The ongoing saga of a Continuing Anglican church home, as seen by a member of the laity.

Saturday, April 28, 2007

At Evensong: Incense & Organ, Unexcelled

Please forgive the "AEIOU"; it's late (for me) and I shouldn't be posting but I wanted to say a few things about this evening before I forget.

We arrived just before Evensong, which kicked off the evening (for us). It was beautiful!

We don't usually have a procession from the Narthex for Evensong but this was a special occasion, and Banning and Stephen did an excellent job as Lucifers (I can tell Acolyte Master Ranjit has been working with them). Already I've got things out of order, because we were treated to more of Josephine's excellent organ work for the prelude, procession, and throughout the service. She doesn't usually play for Evensong but that's okay because I also like the a cappella singing -- we're in good hands with Fr. Daniel, George and Kathy, and (though I admit I'm there but rarely) it's getting ever better. And with all the folks we had this evening, more than we'd have for a Sunday service some years back (estimating by voices, because I was in a pew up front), the accompaniment didn't swamp us.

And as we do on special occasions, the thurible and incense were brought out. Drew has quite some practice at this, I could tell, far more than me. Then again, my main experience is on Sundays with parishioners present with breathing problems so I have to try to limit the "emissions."

But overall, tonight's Evensong was, in my experience, unexcelled.

Afterwards, we retired to the Parish Hall for final dinner preparations. During this hour Bishop Provence was meeting individually with a couple of men from the church. Downstairs, we realized that we're likely to have an overflow crowd tomorrow so one of the group decided to bring a number of folding chairs up in advance and set them up outside the pews and I volunteered to help.

When we got upstairs I saw one of the men sitting in the front pew, and realized he was likely reflecting and praying before his interview. The minimal noise (initially) and social situation "required" him to interrupt that for greetings, etc. I felt bad about that, and worse that another present missed the whole thing, with the result that the quiet of the church was completely disrupted for this fellow. And it got worse when I brought some "spare" folding chairs to be stored in the Narthex in case they were needed and they wouldn't go into place without more crashing noise.

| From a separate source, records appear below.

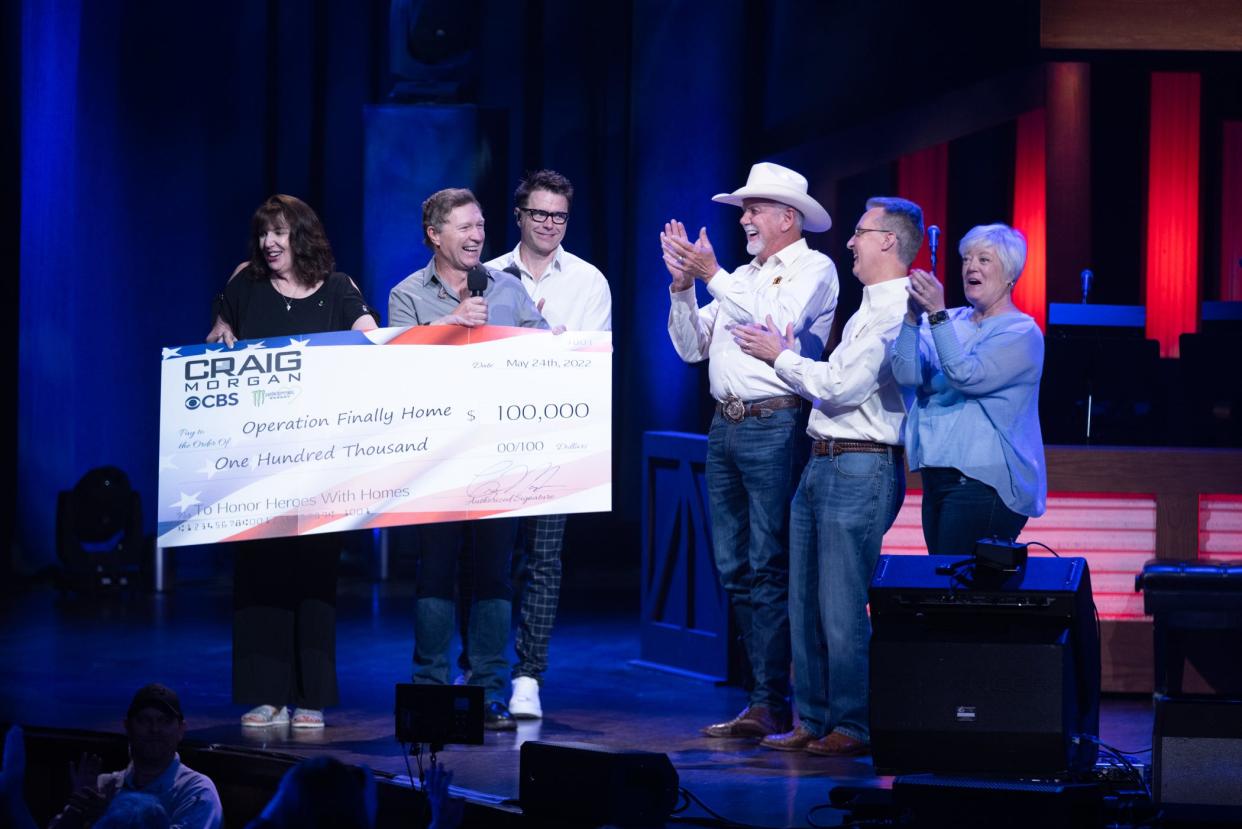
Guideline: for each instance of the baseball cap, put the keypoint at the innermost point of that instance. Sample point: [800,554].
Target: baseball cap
[155,696]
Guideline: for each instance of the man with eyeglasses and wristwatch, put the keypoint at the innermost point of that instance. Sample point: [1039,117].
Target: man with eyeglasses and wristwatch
[752,444]
[852,486]
[571,293]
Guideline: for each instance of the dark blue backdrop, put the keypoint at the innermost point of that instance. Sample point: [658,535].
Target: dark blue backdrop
[150,131]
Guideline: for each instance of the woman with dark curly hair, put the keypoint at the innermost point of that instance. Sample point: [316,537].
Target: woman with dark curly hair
[285,589]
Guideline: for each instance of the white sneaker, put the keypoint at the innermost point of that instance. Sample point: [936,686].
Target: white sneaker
[524,702]
[307,719]
[266,715]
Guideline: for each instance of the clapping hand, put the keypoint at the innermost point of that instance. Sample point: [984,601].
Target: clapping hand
[925,291]
[764,342]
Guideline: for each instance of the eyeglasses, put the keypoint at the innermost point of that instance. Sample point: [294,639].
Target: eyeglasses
[558,218]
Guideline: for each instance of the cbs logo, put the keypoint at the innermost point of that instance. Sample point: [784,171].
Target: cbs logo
[211,400]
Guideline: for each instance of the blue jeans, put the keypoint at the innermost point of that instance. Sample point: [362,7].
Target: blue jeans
[958,511]
[486,546]
[841,511]
[749,477]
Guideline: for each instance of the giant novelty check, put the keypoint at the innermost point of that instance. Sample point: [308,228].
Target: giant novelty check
[349,430]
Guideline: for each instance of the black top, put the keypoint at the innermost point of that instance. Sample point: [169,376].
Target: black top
[253,308]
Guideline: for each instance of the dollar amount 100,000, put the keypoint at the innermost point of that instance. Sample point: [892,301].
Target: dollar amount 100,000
[549,412]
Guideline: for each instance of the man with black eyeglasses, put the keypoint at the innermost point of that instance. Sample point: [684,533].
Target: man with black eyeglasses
[571,293]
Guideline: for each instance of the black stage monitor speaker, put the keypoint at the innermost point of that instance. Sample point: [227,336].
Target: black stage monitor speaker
[1197,760]
[935,802]
[440,715]
[983,675]
[595,786]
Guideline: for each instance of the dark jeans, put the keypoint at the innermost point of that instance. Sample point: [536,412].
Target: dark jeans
[841,511]
[487,546]
[749,481]
[285,622]
[958,511]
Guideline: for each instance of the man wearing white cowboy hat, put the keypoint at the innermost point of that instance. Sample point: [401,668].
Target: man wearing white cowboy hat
[752,445]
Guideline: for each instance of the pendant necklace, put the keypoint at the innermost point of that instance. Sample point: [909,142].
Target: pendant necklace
[288,301]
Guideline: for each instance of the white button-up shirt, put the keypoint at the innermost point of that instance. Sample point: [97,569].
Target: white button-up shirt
[853,394]
[574,291]
[794,285]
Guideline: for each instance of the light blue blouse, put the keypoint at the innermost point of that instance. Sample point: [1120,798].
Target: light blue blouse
[976,404]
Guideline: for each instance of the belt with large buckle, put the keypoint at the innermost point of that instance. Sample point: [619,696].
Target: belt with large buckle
[734,409]
[834,448]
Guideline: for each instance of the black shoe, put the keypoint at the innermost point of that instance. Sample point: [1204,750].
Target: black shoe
[497,717]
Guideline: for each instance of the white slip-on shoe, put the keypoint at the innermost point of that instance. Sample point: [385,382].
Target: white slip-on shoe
[266,715]
[524,702]
[307,719]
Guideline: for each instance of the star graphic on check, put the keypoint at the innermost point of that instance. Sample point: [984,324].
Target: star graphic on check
[186,501]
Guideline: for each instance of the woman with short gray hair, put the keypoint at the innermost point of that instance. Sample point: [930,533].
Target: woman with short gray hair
[974,428]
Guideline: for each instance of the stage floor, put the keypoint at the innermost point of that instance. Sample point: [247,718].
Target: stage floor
[75,665]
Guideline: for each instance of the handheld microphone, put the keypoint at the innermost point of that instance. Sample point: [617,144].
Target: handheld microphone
[476,280]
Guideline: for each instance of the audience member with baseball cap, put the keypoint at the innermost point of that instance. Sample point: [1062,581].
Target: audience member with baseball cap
[155,726]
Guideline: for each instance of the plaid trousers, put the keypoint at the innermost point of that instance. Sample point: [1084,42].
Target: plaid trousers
[543,537]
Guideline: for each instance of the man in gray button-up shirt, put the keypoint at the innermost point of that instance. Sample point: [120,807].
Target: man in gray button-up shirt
[452,224]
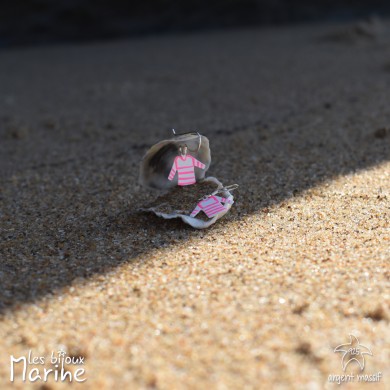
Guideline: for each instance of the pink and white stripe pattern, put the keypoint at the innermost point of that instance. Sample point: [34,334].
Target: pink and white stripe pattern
[211,206]
[185,167]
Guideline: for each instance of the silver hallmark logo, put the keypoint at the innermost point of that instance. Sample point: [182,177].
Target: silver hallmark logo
[353,352]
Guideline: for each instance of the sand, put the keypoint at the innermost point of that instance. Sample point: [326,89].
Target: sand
[259,300]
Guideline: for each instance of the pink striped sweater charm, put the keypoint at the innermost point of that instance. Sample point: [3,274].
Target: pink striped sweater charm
[211,206]
[185,165]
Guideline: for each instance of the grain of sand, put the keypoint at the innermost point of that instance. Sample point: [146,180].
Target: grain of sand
[259,300]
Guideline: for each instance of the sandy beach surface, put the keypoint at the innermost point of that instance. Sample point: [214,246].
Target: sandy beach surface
[298,117]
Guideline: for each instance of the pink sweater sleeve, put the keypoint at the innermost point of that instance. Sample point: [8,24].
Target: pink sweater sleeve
[197,163]
[173,171]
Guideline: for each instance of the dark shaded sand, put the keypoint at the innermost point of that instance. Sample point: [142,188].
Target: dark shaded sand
[259,300]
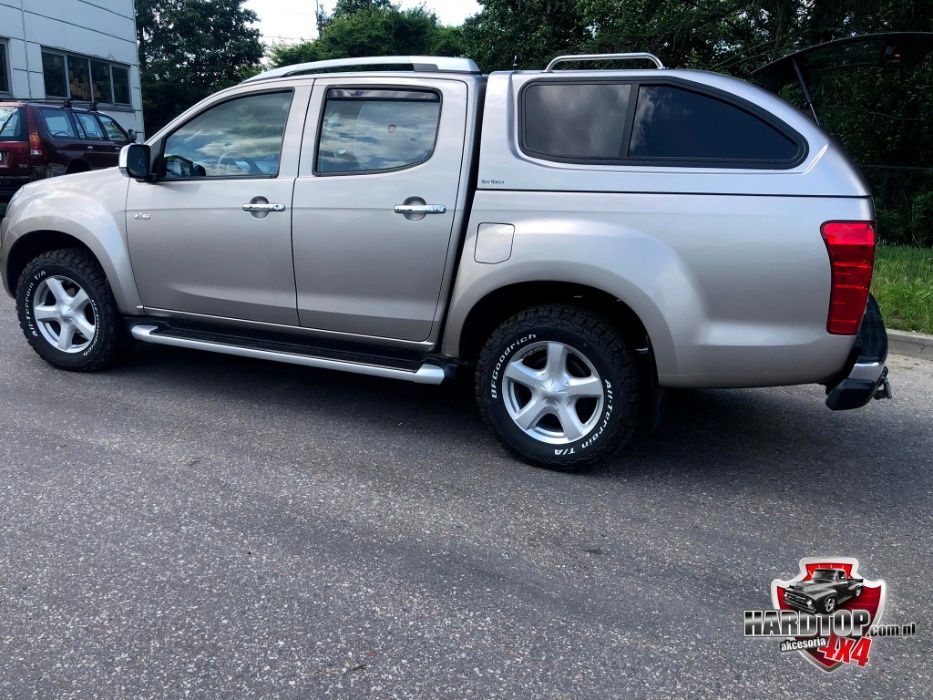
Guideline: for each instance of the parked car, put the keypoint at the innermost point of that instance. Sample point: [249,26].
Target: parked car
[827,589]
[579,240]
[44,139]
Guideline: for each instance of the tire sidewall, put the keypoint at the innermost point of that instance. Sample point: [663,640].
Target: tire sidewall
[598,440]
[30,282]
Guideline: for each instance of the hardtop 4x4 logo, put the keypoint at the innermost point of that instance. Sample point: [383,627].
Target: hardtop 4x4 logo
[828,613]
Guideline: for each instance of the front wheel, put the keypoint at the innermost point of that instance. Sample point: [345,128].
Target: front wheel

With that done, I went back down to the Parish Hall and considered how to spend the rest of the remaining hour before dinner. One idea I've been kicking around lately was a montage of photos, "The Flowers of St. Bartholomew's", featuring the wide variety of flowers that bloom in our gardens. A big reach for a thoroughly amateur photographer, but "nothing ventured, nothing gained." All I had was the point-n-shoot pocket camera, but it was good enough for a test run. So I went around taking some test shots and ran into the fellow we'd disturbed in the Narthex, now out in the parking lot. We talked briefly and he apologized for interrupting my photography. He didn't know that that I was praying for the interviews, including his, at the time.

In any event the interviews were soon done, and dinner began. We'd looked at "catered" dinners in local restaurants as we've done in recent past, but they tend to be expensive and hard on folks' budgets, so per Mary Ellen's and Fr. Daniel's suggestion Kathy arranged a dinner in the Parish Hall. This was not "potluck" but organized from appetizers through dessert, to accomodate various known dietary restrictions. With the many good cooks we have, it came off splendidly well. (Ranjit came up with a pasta dish that I really liked, and I don't usually care for pasta at all.)

After dinner we were treated to a sonata for piano and cello, performed by Josephine and Ruby. Sammartini? Sonata in G something? My notes were not clear -- unlike theirs. Just beautiful!

A wonderful evening. Waiting to see what tomorrow brings...


  • At 1:45 PM, Blogger Anglican Parish Priest said…

    G major...

    The music was a major (no pun intended) reason not to go out to eat in a side room of some generic, $25-a-plate restaurant. Musicians are a gift from God.

    I am sorry that the Persian place didn't work out: that sounded good.

    However, people in our parish are such good cooks - I think we ought to compile a cookbook. That way, we could share the expertise with others (and also list some of those really neat soups that we had during Lent)!

  • At 4:52 PM, Blogger Continuing Home said…

    I quite agree about the cookbook. A great idea!